Direct Association of Unfolded Proteins with Mammalian ER Stress Sensor, IRE1beta

IRE1, an ER-localized transmembrane protein, plays a central role in the unfolded protein response (UPR). IRE1 senses the accumulation of unfolded proteins in its luminal domain and transmits a signal to the cytosolic side through its kinase and RNase domains. Although the downstream pathways mediated by two mammalian IRE1s, IRE1[alpha] and IRE1[beta], are well documented, their luminal events have not been fully elucidated. In particular, there have been no reports on how IRE1[beta] senses the unfolded proteins. In this study, we performed a comparative analysis to clarify the luminal event mediated by the mammalian IRE1s. Confocal fluorescent microscopy using GFP-fused IRE1s revealed that IRE1[beta] clustered into discrete foci upon ER stress. Also, fluorescence correlation spectroscopy (FCS) analysis in living cells indicated that the size of the IRE1[beta] complex is robustly increased upon ER stress. Moreover, unlike IRE1[alpha], the luminal domain of IRE1[beta] showed anti-aggregation activity in vitro, and IRE1[beta] was coprecipitated with the model unfolded proteins in cells.
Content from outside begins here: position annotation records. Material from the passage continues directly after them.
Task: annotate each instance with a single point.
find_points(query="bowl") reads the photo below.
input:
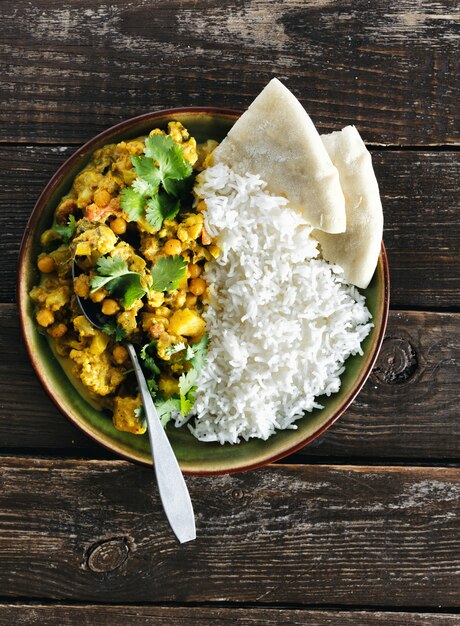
(195, 457)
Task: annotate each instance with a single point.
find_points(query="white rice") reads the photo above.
(281, 321)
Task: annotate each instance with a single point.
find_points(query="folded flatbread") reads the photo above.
(276, 139)
(357, 249)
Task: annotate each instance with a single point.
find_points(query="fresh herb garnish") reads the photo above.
(170, 158)
(148, 358)
(187, 390)
(132, 204)
(164, 176)
(187, 386)
(139, 414)
(115, 276)
(68, 231)
(166, 409)
(114, 330)
(168, 272)
(175, 348)
(159, 208)
(196, 355)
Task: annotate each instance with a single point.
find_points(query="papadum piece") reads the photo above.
(276, 139)
(357, 249)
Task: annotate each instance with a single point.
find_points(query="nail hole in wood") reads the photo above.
(397, 361)
(107, 555)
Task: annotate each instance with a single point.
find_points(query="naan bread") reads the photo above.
(357, 249)
(276, 139)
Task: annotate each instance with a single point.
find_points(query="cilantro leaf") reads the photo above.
(146, 169)
(148, 359)
(161, 207)
(187, 390)
(175, 348)
(170, 158)
(178, 188)
(142, 187)
(66, 232)
(167, 273)
(153, 386)
(119, 281)
(115, 330)
(196, 354)
(132, 204)
(187, 382)
(166, 409)
(139, 414)
(199, 350)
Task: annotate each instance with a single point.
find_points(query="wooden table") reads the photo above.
(359, 528)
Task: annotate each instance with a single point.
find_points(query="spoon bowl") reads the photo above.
(171, 484)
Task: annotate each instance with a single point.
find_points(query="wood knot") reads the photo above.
(107, 555)
(396, 363)
(237, 494)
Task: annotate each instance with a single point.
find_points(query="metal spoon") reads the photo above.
(171, 484)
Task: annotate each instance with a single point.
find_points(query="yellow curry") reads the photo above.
(128, 221)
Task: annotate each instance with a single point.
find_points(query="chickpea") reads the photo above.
(110, 306)
(214, 251)
(101, 197)
(58, 330)
(120, 355)
(45, 317)
(81, 286)
(98, 295)
(156, 299)
(190, 300)
(172, 247)
(46, 264)
(197, 286)
(194, 270)
(118, 225)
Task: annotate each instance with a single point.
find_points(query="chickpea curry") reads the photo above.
(137, 236)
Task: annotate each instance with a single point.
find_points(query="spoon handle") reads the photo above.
(171, 484)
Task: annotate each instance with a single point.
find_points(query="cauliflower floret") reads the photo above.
(96, 371)
(51, 294)
(124, 416)
(100, 240)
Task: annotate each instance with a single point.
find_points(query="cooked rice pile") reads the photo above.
(281, 321)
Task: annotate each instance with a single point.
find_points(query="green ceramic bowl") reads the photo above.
(195, 457)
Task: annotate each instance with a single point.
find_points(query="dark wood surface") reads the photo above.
(408, 409)
(362, 526)
(293, 533)
(37, 615)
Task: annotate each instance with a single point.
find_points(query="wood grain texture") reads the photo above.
(70, 70)
(90, 615)
(402, 412)
(420, 202)
(321, 535)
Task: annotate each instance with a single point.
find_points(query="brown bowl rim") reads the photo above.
(49, 188)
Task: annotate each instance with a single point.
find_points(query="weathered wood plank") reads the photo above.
(72, 70)
(95, 530)
(407, 409)
(420, 200)
(69, 615)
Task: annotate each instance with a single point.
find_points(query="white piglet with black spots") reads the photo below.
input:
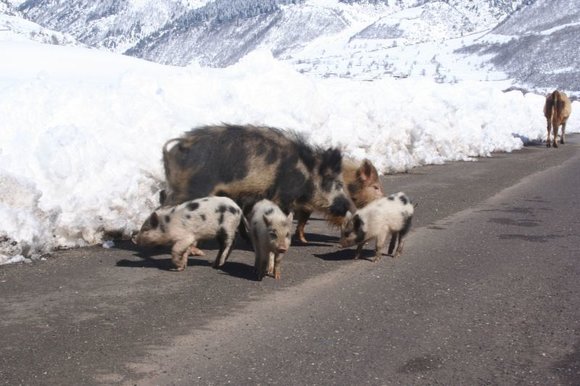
(270, 232)
(386, 216)
(184, 225)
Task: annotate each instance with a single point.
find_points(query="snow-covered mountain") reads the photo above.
(449, 40)
(13, 26)
(112, 24)
(223, 31)
(538, 46)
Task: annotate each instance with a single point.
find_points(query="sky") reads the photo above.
(81, 130)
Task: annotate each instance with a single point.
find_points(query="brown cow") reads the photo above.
(557, 109)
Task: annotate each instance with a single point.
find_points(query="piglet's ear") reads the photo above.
(154, 220)
(267, 220)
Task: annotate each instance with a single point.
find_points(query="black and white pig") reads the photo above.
(386, 216)
(184, 225)
(249, 163)
(362, 184)
(270, 234)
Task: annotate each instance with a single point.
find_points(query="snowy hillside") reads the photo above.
(206, 36)
(538, 46)
(13, 26)
(112, 24)
(86, 165)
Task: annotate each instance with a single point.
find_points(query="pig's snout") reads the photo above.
(340, 205)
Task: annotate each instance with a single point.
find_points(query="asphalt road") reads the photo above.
(486, 292)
Strikingly, association with BiP was drastically reduced in IRE1[beta], while IRE1[alpha] was associated with BiP and dissociated upon ER stress. This is the first report indicating that, differently from IRE1[alpha], the luminal event mediated by IRE1[beta] involves direct interaction with unfolded proteins rather than association/dissociation with BiP, implying an intrinsic diversity in the sensing mechanism of mammalian sensors.